基于分子影像技术活体研究转铁蛋白受体介导的类脂质体药物脑内递药特性

Cerebrovascular disease and central nervous system disease are threatening human health and the quality of life. However, the delivery of therapeutic agents for brain diseases is far from efficient due to the blood-brain barrier, so it becomes hotspot. In order to improve drug targeting index, our study will use various technologies to evaluate the effectiveness of a new type of therapeutic agent, in which ginkgolide and memantine hydrochloride, as the potential therapeutic agent, will be encased into a new nonionic surfactant vesicle conjugated with transferrin receptor monoclonal antibody OX26. In this research, we will use pharmacy techniques, cell engineering and molecular imaging techniques et al to test the physicochemical property of this new type of drug carriers, including its characteristics of potential clinical drug; the vitro BBB cell models are established in order to investigate the mechanism of cellular uptake and transport for 0X26-NSV; use positron emission tomography （PET）techniques to inspect the biodistribution of the drug in the normal brain, determine its pharmacodynamic parameters in vivo, explore the mechanism of drug action at the molecular level; use rat model of Parkinson's Disease (PD) and single photon emission computed tomography (SPECT), to investigate the neuroprotective effects of 0X26-NSV on substantia nigna neurons, and use PET FDG imaging to observe glucose metabolic changes during treatment in different domains of the brain, and to analyze the relationship between drug distribution and alterations in brain function. In summary, our study will investigate the usefulness of this new type of therapeutic agent for brain disease, providing important preclinical data for the future development of targeted therapy for brain diseases, paving the way for the potential clinical translation of this new therapeutic agent, which are all of great academic and social importance.

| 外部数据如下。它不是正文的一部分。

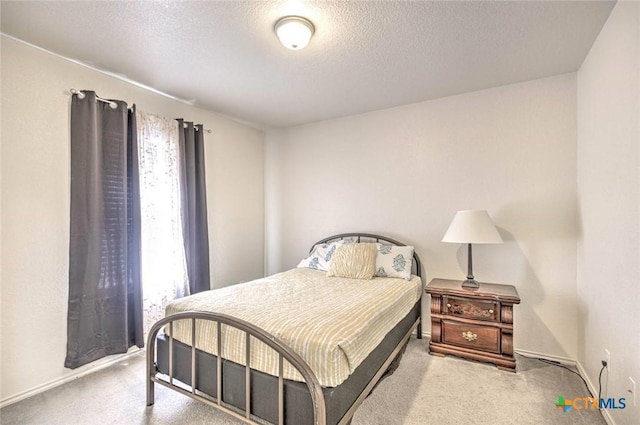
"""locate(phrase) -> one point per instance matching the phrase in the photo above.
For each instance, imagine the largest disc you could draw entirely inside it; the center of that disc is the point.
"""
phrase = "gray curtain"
(194, 205)
(105, 300)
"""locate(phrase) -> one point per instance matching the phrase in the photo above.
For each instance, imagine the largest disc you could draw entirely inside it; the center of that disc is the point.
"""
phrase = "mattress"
(298, 406)
(333, 323)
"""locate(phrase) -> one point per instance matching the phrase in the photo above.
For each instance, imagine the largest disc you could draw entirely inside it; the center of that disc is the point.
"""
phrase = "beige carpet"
(424, 390)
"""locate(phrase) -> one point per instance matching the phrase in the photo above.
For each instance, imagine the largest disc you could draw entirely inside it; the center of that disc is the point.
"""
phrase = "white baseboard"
(605, 413)
(562, 360)
(91, 368)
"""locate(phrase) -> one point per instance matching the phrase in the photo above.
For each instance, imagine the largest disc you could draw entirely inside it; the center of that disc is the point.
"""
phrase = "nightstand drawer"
(484, 338)
(471, 309)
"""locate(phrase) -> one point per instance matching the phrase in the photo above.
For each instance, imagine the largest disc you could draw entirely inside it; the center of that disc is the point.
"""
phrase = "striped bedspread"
(333, 323)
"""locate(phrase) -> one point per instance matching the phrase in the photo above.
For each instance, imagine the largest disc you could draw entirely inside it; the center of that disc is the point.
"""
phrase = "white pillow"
(320, 256)
(394, 261)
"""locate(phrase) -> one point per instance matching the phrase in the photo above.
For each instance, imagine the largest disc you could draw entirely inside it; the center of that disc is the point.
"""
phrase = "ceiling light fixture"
(294, 32)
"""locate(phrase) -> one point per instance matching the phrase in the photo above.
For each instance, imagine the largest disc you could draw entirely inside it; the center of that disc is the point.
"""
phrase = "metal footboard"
(284, 352)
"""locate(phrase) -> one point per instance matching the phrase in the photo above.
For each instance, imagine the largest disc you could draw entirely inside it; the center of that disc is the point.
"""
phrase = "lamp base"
(470, 283)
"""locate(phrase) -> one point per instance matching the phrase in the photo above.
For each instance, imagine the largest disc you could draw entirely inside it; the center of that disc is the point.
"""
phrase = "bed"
(313, 363)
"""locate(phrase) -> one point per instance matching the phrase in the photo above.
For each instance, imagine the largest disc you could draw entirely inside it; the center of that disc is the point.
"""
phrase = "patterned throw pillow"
(394, 261)
(355, 260)
(320, 256)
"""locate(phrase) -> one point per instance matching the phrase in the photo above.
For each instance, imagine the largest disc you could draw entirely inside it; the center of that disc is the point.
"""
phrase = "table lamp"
(471, 226)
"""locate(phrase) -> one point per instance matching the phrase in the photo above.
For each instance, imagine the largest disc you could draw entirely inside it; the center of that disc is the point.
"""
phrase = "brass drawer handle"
(469, 336)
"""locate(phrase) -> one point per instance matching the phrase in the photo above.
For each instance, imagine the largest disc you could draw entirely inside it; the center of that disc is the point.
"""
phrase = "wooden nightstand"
(475, 324)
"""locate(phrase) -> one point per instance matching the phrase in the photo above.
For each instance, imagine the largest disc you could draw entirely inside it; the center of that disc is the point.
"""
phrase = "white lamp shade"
(294, 32)
(472, 226)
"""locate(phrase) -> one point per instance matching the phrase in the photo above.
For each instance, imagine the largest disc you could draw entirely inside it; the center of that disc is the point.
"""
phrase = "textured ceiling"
(364, 56)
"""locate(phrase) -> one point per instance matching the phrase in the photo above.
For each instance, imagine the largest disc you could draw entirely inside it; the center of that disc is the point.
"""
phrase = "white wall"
(405, 171)
(609, 206)
(35, 204)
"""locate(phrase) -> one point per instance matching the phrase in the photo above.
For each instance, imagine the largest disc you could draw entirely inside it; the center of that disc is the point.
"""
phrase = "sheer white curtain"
(164, 270)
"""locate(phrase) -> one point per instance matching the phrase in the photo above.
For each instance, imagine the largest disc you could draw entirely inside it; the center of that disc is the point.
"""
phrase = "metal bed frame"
(284, 353)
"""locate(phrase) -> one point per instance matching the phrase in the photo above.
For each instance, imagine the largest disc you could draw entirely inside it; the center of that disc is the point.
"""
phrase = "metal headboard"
(416, 267)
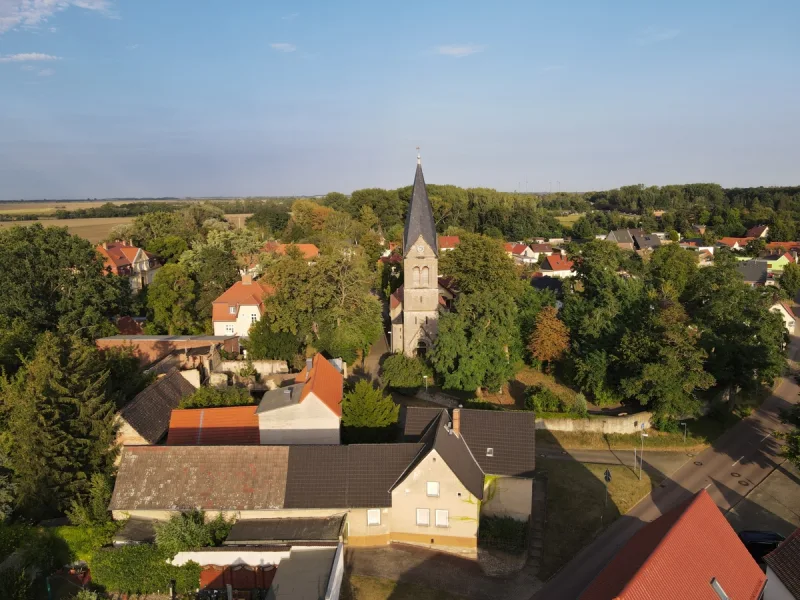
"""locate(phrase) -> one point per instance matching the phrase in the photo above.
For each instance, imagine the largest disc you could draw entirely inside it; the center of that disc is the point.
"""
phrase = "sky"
(148, 98)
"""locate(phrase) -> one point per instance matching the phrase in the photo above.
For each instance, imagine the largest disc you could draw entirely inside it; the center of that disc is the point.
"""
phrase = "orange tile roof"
(308, 251)
(240, 294)
(677, 556)
(325, 382)
(556, 262)
(447, 242)
(228, 426)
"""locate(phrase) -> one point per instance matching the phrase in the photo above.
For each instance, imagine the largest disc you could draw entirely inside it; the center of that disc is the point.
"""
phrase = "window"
(423, 517)
(442, 518)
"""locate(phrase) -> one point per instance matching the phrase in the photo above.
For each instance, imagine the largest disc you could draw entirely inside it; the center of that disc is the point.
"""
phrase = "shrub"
(141, 569)
(404, 372)
(540, 398)
(206, 397)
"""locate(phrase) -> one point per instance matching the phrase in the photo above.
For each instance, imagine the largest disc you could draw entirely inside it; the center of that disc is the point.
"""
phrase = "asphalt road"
(737, 462)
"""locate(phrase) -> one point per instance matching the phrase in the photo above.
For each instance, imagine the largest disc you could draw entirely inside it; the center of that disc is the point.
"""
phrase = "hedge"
(141, 570)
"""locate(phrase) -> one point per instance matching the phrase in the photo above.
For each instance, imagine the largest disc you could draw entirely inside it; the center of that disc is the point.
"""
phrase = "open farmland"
(96, 230)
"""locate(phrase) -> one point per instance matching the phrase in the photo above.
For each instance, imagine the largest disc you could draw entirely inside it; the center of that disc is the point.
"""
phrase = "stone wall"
(621, 424)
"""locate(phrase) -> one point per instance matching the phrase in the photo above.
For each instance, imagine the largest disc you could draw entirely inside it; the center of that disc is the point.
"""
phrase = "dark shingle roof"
(785, 561)
(510, 434)
(419, 220)
(149, 412)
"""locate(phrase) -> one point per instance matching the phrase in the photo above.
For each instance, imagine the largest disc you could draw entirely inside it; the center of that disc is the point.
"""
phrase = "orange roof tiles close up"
(228, 426)
(325, 382)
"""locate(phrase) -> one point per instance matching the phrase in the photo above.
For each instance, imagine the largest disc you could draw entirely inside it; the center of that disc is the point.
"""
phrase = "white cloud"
(459, 51)
(654, 35)
(32, 13)
(28, 57)
(283, 47)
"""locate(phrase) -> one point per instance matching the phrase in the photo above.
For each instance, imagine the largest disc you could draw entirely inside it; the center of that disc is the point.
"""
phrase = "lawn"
(356, 587)
(575, 495)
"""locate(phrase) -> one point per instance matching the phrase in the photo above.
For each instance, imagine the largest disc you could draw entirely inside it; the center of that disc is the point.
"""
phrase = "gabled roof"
(556, 262)
(448, 242)
(241, 293)
(785, 562)
(510, 434)
(324, 381)
(149, 412)
(677, 556)
(419, 220)
(227, 426)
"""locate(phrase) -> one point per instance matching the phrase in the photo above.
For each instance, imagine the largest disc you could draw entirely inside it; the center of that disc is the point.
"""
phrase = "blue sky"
(107, 98)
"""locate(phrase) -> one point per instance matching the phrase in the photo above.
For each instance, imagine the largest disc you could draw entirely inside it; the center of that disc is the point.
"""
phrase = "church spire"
(419, 220)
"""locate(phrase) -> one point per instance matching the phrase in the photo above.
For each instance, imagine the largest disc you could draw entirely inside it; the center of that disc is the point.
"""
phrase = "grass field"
(575, 505)
(96, 230)
(356, 587)
(569, 220)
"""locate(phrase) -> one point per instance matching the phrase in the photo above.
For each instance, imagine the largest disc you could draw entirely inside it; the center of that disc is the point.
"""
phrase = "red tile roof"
(228, 426)
(448, 242)
(325, 382)
(308, 251)
(556, 262)
(240, 294)
(677, 556)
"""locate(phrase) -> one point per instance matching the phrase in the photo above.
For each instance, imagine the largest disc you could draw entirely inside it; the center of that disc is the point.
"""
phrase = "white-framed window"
(442, 518)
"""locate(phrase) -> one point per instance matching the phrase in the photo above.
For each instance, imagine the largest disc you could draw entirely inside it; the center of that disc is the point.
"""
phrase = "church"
(414, 306)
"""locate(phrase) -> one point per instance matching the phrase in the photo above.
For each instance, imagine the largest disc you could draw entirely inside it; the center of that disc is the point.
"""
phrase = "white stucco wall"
(309, 422)
(775, 590)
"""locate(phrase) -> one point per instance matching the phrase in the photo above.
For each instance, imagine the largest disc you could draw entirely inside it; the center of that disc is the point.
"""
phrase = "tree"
(403, 372)
(480, 264)
(172, 297)
(368, 415)
(550, 339)
(790, 279)
(59, 423)
(472, 348)
(265, 344)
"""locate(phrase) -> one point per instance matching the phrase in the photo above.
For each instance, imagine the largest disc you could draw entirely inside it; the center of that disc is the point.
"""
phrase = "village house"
(239, 307)
(430, 492)
(689, 552)
(126, 260)
(521, 253)
(783, 570)
(556, 265)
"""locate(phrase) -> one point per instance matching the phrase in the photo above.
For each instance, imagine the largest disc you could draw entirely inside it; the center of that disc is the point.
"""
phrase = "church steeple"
(419, 221)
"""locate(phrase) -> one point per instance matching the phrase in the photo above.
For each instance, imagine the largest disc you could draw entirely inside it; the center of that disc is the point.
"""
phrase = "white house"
(241, 305)
(785, 311)
(307, 412)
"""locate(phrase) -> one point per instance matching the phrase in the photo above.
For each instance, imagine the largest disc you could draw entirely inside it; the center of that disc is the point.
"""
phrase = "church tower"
(420, 304)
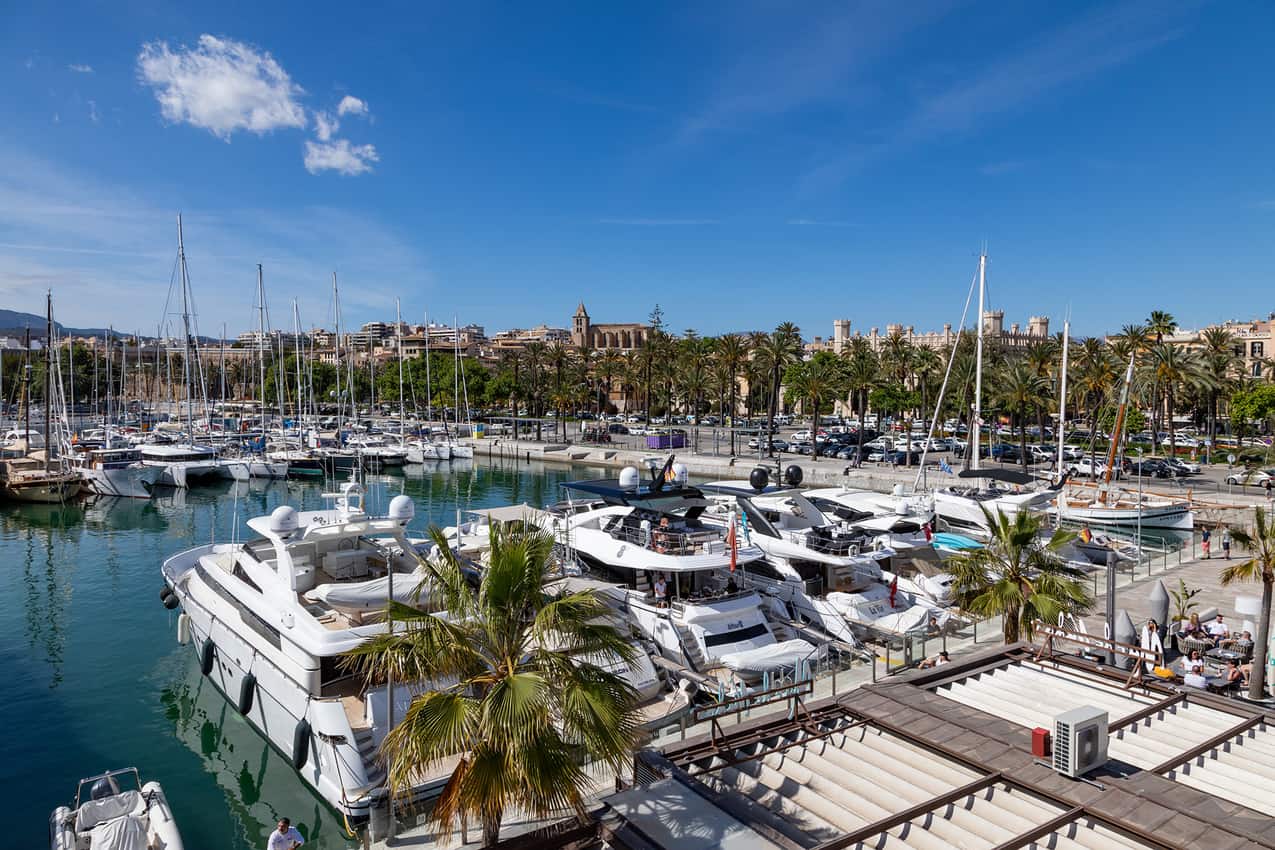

脑血管和神经性功能病变是威胁人类健康和生活质量的主要疾病。血脑屏障的存在严重影响许多药物在脑内的分布及疗效，使"增强药物突破血脑屏障能力"成为研究热点。本项目以提高药物脑靶向指数为目标，制备一种转铁蛋白受体单克隆抗体介导的类脂质体来包装治疗性药物银杏内酯和盐酸美金刚，运用药剂学、细胞工程及分子影像等手段，研究该脑靶向制剂的理化特性及潜在临床应用前景。建立体外血脑屏障细胞模型，解析其通过细胞跨膜转运、摄取机制；运用PET技术，考察药物在正常脑内的分布，测定药物在生物体内的药效学参数，从分子水平探究药物作用机制；建立大鼠帕金森模型，运用SPECT显影评价药物对大鼠的脑神经保护作用；利用PET的FDG糖代谢功能显像，观察药物对脑内不同域的代谢变化，分析药物分布与脑功能改变之间的关系，为药物的潜在临床转化能力提供准确的前期数据。该研究将为脑靶向性药物研发奠定科学理论基础，具有重要的学术和社会意义。

本项目以提高药物脑靶向指数为目标，制备一种转铁蛋白受体单克隆抗体介导的类脂质体来包装治疗性药物银杏内酯，运用药剂学、细胞工程及分子影像手段等，研究该脑靶向制剂的理化特性及潜在临床应用前景。0X26-NSV平均粒径为185.9 ± 52.5 nm，优化配方的Zeta电位为−19.8 ± 1.3 mV。银杏内酯B脂微球在室温下能保存至少三个月。对大鼠做单次4 mg/kg的静脉注射后，通过药代动力学数据分析与统计分析，得到了CL(L/h)清除率：2.594，Cmax (ng•mL-1)：353.8，T1/2(h)：1.044。脑组织分布研究结果 ：给药后0.5h脑组织中银杏内酯B的浓度即达到峰值，2小时后脑组织中银杏内酯B的浓度显著下降。银杏内酯B脂微球的AUC比银杏内酯B注射液的高出大约1.57倍。与市售相关药物制剂相比，延长药物在脑内滞留时间，从而提高药物对脑部病变的治疗指数为目标；类脂质体药物被单核巨噬细胞吞噬系统吞噬，即刻从血液中清除，因而造成血脑屏障。类脂质体的表面特性如亲水亲脂性强弱、表面电位，与转铁蛋白在其表面的吸附性能息息相关。一般来说类脂质体的表面亲脂性越强、表面电位越低，转铁蛋白容易吸附。转铁蛋白类脂质体在体外 BBB 模型的转运行为研究表明，X26-NSV转运是通过细胞内吞的被动扩散的方式进行，该研究将为脑靶向性药物研发奠定科学理论基础，具有重要的学术和社会意义。